Shape<_128,_128,_32> denotes a type rather than a value, and the compiler must instantiate every dependent template once per distinct shape. The result is long compile times.

Compile Time: The Cost of Templates

We compiled 48_hopper_warp_specialized_gemm, a single CuTe-based GEMM file of roughly 500 lines, with -c and no benchmark harness, inside an nvidia/cuda:12.5.0-devel-ubuntu22.04 container, invoking nvcc -std=c++17 -arch=sm_90a. The steady-state nvcc time, averaged over two warm runs on a consumer laptop, was:

~20.5 s compiling single kernel for single architecture

A full CUTLASS build targets several architectures, and the cost multiplies accordingly. NVIDIA’s own bug tracker records over fifteen minutes to compile two Ampere i16832gemm_s8 kernels (issue #1042) and approximately two minutes for a 30-line CuTe-DSL kernel (issue #2677). The NVIDIA developer blog post introducing the CuTe Python DSL in November 2025 frames its principal contribution as “up to two orders of magnitude reduced” compile times relative to C++ CUTLASS, with a quoted “~100x compilation speedup” for Blackwell GEMM and “30-50x” for flash attention.

C++ templates compile too slowly for the iteration speed that kernel authors need.

Triton: DSL Embedded Into Python

Using Triton is straightforward: decorate a Python function with @triton.jit, mark the compile-time parameters with tl.constexpr, and write the kernel body in something close to NumPy. Triton also simplifies the programming model, focusing on the tile a single thread block operates on, rather than on the code for an individual thread.

@triton.jit
def softmax_kernel(output_ptr, input_ptr,
                   input_row_stride, output_row_stride,
                   n_rows, n_cols,
                   BLOCK_SIZE: tl.constexpr,
                   num_stages: tl.constexpr):
    row_start = tl.program_id(0)
    row_step  = tl.num_programs(0)
    for row_idx in tl.range(row_start, n_rows, row_step, num_stages=num_stages):
        row_start_ptr = input_ptr + row_idx * input_row_stride
        col_offsets   = tl.arange(0, BLOCK_SIZE)
        input_ptrs    = row_start_ptr + col_offsets
        mask          = col_offsets < n_cols
        row           = tl.load(input_ptrs, mask=mask, other=-float('inf'))
        row_minus_max = row - tl.max(row, axis=0)
        numerator     = tl.exp(row_minus_max)
        denominator   = tl.sum(numerator, axis=0)
        softmax_out   = numerator / denominator
        output_ptrs   = output_ptr + row_idx * output_row_stride + col_offsets
        tl.store(output_ptrs, softmax_out, mask=mask)

triton/python/tutorials/02-fused-softmax.py, lines 84–109.

Triton is a pleasure to use when it works: the program reads cleanly and does what one would expect. Integration into PyTorch is first-class, there is no build system to set up, and it is relatively hard to construct a malformed program that triggers a crash. However, writing a reusable, generic set of libraries in Triton is another matter.

Parsing Limitations

Suppose we want to expose a fused matmul whose epilogue (activation, scaling, or fusion applied to the accumulator after the inner product) can be supplied by the caller as a Python callable:

matmul(A, B, activation=lambda x: tl.where(x > 0, x, 0))

In a tracing-based framework this is one line: the user hands in a Python callable, and the trace records whatever operations the callable performs. In Triton it is awkward to achieve, and almost every other limitation in this section is a variation of the same underlying constraint.

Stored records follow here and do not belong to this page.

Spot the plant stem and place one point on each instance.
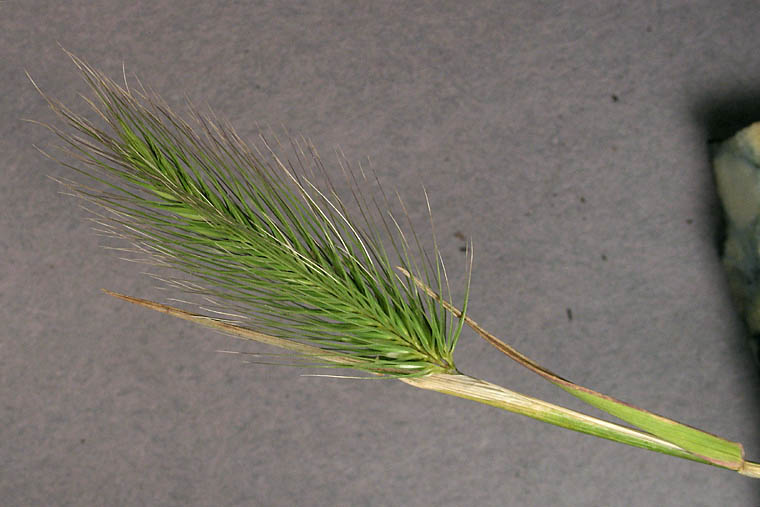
(464, 386)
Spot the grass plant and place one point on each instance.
(272, 253)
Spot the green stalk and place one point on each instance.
(467, 387)
(700, 445)
(261, 243)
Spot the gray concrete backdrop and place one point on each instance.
(568, 139)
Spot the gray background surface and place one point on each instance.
(567, 139)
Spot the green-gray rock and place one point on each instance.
(737, 171)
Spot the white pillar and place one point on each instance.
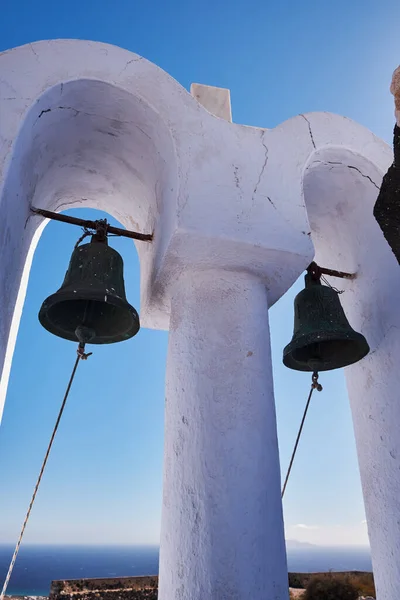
(222, 534)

What the Ecosystem Actually Does

Before we look at why, it helps to see how production kernel libraries handle this in practice. Across Liger-Kernel and FlagGems (Triton), Quack (CuTe-DSL), and DeepGEMM (CUDA), the answer is consistent: enumerate variants statically, dispatch by enum or string tag, never accept a runtime callable. Quack’s GEMM signature is representative:

def gemm_act_tuned(
    A, B, preact_out, postact_out,
    C=None, bias=None,
    activation: Literal[None, "relu", "relu_sq", "gelu_tanh_approx"] = None,
    ...
):

quack/quack/gemm_interface.py, line 158. Gated variants are similarly enumerated: Literal["swiglu", "swiglu_oai", "reglu", "geglu", "glu"].

Why Lambdas Fail

If we try to pass a callable in Triton (say, matmul(A, B, activation=lambda x: tl.where(x > 0, x, 0))), it fails at compile time:

CompilationError: at 4:25: ... ACTIVATION(x)
ValueError("Did you forget to add @triton.jit ? (`_semantic`
argument must be provided outside of JIT functions.)")

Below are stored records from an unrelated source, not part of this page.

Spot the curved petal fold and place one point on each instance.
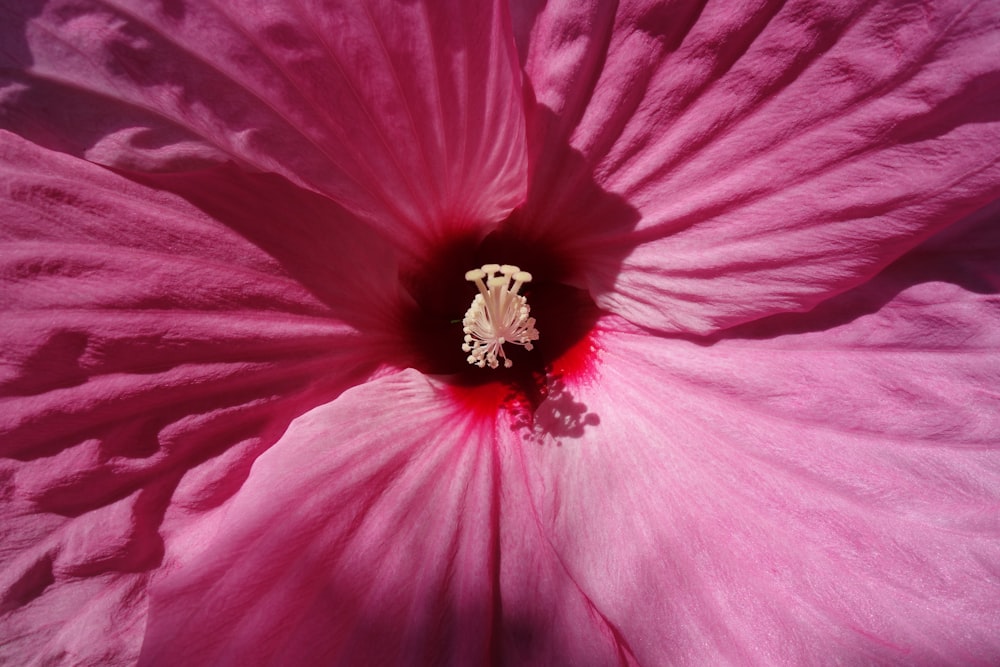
(408, 114)
(827, 493)
(365, 535)
(778, 153)
(150, 353)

Following the error’s advice and wrapping the lambda in triton.jit fails earlier, during construction of the JITFunction object:

File "triton/runtime/jit.py", line 1110, in get_def_col_number
    raise ValueError("No function definition found for kernel")

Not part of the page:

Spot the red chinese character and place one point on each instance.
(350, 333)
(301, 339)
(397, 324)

The constructor calls inspect.getsourcelines(fn) and expects the returned source to contain a def name( line, matched via a module-level regex at jit.py:27. It uses the def to compute indentation and dedent the body before handing it to the AST walker; a lambda’s source line contains no def, and the construction step fails. The supported workaround is to lift the activation into a named @triton.jit def and pass that through the constexpr argument, which does work. But that is exactly what an enum entry already refers to, and the ecosystem’s convergence on enums reflects this constraint: once the supported shape is “any caller-defined @triton.jit-decorated function passed by name,” the library author may as well enumerate the small set they intend to support, autotune over it, and present a string-typed API.

Closures

A factory-style helper that captures configuration in an enclosing scope is a common pattern in Python:

def make_kernel(scale):
    @triton.jit
    def k(...):
        ...  # uses `scale` from the enclosing scope
    return k

In Triton this fails unconditionally:

NameError: Cannot access global variable scale from within
@jit'ed function. Triton kernels can only access global variables
that are instanstiated as constexpr
(`x = triton.language.constexpr(42)`).

Triton does not implement closure capture at all: every free name in a kernel body is resolved against module globals and must already be a tl.constexpr.

Higher-Order Primitives

The same constraint shows up most sharply in the region-builder APIs of tl.reduce and tl.associative_scan: even a properly @triton.jit-decorated combine function cannot be passed through a kernel argument. The combine must be resolved lexically in the kernel’s enclosing scope, and the standard library copes by shipping one named combine per parameter combination: _argmax_combine_tie_break_left and _argmax_combine_tie_break_fast exist as two file-scoped functions because the boolean argument they differ in cannot be threaded in at call time (triton/python/triton/language/standard.py:158-165).

Aren’t Those Fixable?

Each issue described above is, in principle, fixable by implementing a progressively larger Python subset inside the Triton parser.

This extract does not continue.